In summary, the present study revealed that the omental metastases of EOC depend on the uptake of exogenous arginine, implying metabolic vulnerability in the process of metastasis. Mechanistically, arginine is actively taken up by metastatic EOC cells and binds to the RNA helicase DDX3X, which promotes the nuclear retention of DDX3X. The nuclear DDX3X enhanced DDR through activating the ATM/CHK2/P53 axis.
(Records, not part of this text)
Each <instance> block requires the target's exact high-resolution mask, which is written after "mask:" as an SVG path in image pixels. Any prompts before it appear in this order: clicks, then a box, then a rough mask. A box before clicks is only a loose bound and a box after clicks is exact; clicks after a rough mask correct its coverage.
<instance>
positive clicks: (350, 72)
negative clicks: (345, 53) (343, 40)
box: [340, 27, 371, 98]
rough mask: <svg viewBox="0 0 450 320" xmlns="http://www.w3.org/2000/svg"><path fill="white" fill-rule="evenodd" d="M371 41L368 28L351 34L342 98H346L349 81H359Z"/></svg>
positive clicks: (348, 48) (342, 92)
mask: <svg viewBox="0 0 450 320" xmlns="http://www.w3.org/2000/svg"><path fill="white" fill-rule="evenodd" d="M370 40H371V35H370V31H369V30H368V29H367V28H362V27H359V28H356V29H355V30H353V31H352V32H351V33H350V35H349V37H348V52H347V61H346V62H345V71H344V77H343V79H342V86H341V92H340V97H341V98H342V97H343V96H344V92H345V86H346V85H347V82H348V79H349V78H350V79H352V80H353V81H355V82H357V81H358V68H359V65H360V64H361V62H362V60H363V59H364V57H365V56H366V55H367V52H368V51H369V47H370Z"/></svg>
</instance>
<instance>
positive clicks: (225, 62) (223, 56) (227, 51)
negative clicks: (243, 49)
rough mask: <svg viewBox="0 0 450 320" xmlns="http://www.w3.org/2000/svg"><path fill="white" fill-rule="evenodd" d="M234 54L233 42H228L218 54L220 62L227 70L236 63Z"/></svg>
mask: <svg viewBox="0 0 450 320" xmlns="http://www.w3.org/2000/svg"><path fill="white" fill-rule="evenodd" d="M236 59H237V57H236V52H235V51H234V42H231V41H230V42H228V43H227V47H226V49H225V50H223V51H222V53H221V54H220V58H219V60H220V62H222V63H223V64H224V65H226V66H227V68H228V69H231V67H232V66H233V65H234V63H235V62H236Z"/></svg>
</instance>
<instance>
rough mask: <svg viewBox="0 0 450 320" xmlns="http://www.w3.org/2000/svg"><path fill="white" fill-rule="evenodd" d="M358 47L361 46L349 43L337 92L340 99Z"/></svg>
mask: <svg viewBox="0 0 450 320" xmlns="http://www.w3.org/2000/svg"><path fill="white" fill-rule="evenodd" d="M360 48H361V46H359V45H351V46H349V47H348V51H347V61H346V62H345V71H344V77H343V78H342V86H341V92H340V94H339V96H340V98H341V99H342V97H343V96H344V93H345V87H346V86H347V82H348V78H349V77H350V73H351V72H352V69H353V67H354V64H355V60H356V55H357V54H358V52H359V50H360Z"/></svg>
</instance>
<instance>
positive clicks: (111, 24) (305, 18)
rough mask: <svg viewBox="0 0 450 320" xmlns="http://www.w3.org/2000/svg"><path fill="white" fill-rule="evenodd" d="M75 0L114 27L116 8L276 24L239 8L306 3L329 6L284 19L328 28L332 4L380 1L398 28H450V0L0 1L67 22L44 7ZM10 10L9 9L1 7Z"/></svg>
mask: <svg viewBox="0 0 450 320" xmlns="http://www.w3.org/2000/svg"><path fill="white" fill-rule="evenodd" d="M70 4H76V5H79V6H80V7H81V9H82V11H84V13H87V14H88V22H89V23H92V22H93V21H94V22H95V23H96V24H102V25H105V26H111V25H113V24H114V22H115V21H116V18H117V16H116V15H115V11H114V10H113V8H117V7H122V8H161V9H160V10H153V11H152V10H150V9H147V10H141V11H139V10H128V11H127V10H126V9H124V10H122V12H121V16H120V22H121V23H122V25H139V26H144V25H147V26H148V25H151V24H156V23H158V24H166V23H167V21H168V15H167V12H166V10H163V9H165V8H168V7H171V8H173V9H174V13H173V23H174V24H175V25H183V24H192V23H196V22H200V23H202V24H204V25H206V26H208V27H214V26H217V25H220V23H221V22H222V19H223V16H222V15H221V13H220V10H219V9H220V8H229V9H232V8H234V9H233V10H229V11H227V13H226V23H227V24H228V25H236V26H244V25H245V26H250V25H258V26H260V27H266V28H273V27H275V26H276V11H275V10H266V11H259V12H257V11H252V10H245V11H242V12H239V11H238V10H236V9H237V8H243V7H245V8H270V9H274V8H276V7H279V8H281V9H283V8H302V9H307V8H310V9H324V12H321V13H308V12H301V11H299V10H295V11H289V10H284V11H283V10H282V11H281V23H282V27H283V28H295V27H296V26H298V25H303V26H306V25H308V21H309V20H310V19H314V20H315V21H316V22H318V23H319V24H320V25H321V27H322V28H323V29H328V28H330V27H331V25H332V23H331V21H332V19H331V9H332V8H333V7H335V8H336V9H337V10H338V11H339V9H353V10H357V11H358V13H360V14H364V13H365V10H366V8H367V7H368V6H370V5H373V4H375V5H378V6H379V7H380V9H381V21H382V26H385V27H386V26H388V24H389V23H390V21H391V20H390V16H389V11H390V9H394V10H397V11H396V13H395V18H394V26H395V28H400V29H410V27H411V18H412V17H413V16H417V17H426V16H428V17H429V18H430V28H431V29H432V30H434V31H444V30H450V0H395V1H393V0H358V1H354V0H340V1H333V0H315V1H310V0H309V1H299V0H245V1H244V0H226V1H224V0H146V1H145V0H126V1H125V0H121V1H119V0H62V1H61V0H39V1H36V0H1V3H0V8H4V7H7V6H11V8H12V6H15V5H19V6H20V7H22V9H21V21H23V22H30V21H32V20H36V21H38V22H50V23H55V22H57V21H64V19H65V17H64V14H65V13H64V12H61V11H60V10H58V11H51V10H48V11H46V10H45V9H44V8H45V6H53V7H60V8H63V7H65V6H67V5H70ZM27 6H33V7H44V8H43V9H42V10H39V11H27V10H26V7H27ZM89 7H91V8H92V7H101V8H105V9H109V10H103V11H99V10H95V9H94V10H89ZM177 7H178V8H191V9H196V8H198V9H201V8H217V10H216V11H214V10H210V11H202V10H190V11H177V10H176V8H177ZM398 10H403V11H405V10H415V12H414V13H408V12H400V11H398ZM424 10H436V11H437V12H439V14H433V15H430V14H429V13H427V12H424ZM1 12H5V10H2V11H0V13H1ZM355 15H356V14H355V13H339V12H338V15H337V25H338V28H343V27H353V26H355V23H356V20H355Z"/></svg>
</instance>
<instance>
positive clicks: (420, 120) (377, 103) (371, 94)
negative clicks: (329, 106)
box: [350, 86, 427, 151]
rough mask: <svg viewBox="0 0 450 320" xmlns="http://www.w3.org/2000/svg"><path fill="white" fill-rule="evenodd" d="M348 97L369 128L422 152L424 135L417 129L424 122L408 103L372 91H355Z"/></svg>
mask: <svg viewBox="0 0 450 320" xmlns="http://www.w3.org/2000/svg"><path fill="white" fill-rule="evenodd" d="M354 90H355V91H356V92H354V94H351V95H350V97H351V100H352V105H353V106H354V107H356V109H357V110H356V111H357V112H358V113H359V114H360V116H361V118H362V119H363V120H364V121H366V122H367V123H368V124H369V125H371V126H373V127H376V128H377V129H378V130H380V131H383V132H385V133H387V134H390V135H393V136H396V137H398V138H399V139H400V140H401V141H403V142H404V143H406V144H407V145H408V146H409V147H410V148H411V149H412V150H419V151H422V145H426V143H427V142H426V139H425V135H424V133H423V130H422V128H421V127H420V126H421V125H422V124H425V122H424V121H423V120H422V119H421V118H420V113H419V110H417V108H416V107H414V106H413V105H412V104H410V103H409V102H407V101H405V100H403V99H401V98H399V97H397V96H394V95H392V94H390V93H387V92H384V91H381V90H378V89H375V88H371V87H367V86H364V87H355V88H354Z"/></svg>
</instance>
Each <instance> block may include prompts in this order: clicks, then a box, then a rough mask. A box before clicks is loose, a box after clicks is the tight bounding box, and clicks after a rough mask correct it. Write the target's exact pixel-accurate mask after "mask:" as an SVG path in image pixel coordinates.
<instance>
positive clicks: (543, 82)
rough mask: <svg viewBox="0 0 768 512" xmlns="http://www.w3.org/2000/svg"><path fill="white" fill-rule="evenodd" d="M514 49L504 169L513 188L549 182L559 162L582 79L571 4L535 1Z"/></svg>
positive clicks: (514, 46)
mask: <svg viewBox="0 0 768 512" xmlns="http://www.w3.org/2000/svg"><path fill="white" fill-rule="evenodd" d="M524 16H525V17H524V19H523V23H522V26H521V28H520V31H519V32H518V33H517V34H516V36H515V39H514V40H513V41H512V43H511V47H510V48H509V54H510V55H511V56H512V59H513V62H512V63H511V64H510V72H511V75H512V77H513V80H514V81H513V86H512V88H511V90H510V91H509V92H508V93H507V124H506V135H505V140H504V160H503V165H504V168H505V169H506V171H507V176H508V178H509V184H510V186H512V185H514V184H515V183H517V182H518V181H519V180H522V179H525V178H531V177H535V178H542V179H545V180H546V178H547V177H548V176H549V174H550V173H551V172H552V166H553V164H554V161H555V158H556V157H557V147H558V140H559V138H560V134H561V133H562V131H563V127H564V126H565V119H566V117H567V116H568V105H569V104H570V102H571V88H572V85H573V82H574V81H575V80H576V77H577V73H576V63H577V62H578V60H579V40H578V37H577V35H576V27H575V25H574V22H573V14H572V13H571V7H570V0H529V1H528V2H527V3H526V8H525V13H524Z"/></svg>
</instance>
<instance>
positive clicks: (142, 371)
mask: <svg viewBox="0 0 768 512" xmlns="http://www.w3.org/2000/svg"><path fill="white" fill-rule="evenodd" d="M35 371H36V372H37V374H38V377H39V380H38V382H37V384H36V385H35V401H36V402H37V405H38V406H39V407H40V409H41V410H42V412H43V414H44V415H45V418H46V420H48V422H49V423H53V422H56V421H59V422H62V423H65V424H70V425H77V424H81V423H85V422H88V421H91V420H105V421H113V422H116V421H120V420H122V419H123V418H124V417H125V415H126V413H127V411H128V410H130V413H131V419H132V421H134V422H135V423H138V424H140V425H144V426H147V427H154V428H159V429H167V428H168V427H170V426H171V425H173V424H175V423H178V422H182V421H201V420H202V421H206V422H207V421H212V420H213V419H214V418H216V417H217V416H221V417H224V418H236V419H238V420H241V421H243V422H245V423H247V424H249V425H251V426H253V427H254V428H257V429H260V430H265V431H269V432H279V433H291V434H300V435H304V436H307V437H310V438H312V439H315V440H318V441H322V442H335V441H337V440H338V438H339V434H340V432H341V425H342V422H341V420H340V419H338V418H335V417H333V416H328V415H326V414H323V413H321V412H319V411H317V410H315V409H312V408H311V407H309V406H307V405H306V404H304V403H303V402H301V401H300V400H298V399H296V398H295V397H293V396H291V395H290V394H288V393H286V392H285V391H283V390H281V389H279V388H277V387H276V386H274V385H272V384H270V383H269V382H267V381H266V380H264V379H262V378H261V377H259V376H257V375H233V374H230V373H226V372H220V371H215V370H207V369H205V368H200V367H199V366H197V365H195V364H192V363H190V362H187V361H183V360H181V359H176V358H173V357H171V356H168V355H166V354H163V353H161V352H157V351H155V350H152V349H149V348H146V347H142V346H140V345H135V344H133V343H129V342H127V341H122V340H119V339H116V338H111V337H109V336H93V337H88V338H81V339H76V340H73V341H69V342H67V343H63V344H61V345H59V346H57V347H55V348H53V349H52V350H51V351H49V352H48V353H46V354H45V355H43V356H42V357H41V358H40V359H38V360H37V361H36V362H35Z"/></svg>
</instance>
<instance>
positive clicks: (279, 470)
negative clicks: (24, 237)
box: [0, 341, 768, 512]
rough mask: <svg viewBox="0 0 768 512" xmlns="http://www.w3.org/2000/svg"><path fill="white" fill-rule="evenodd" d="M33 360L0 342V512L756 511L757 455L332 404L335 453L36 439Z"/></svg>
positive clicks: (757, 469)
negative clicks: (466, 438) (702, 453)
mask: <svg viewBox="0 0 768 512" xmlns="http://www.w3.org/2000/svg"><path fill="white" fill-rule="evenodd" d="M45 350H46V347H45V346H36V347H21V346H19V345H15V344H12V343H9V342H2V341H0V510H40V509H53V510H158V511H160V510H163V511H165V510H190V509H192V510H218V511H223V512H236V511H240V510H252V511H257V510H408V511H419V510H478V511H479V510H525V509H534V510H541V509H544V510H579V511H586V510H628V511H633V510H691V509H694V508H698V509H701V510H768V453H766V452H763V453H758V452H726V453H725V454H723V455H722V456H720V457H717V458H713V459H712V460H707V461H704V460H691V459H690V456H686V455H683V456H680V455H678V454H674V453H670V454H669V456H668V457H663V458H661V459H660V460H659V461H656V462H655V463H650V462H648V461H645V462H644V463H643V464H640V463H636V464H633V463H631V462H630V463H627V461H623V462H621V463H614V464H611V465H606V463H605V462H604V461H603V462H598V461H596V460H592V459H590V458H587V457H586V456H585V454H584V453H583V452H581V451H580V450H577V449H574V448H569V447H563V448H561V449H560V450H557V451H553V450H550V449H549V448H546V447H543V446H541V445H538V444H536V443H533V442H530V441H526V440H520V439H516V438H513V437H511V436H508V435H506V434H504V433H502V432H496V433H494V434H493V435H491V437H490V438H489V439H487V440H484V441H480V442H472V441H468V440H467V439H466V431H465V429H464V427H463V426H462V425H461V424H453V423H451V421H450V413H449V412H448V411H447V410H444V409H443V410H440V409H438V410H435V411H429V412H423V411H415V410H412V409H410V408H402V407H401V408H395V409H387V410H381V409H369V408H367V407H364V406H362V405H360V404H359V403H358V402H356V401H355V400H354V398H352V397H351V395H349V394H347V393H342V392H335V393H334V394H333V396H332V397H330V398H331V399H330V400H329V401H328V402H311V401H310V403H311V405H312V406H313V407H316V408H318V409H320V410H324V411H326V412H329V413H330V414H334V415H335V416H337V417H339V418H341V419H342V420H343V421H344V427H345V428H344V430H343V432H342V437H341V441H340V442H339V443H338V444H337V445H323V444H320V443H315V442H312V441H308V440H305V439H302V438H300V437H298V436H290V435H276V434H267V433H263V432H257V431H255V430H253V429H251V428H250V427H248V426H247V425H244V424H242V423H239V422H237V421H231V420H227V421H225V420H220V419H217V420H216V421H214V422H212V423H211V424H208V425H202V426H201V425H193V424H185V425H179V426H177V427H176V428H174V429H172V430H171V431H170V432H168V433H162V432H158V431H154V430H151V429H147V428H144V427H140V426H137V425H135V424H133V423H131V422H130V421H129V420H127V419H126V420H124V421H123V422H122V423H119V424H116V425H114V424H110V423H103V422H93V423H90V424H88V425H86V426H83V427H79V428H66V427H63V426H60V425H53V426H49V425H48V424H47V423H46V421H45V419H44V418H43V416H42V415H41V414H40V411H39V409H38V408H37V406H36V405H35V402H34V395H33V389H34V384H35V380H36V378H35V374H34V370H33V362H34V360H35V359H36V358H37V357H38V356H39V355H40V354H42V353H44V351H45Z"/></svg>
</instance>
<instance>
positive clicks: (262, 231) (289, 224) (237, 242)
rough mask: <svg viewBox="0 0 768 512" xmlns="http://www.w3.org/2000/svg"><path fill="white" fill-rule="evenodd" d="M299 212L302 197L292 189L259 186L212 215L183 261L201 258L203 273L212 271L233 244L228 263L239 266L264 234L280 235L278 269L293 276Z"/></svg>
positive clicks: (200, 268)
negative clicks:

Therefore, arginine-DDX3X signaling not only plays a crucial role in promoting EOC cell survival and metastasis, but also essentially represents an adaptive reprogramming of EOC cells in response to microenvironmental metabolic stress. Furthermore, arginine restriction and targeting DDX3X may be a feasible strategy for preventing and treating EOC metastasis, and more potential combination therapy strategies should be investigated in the future.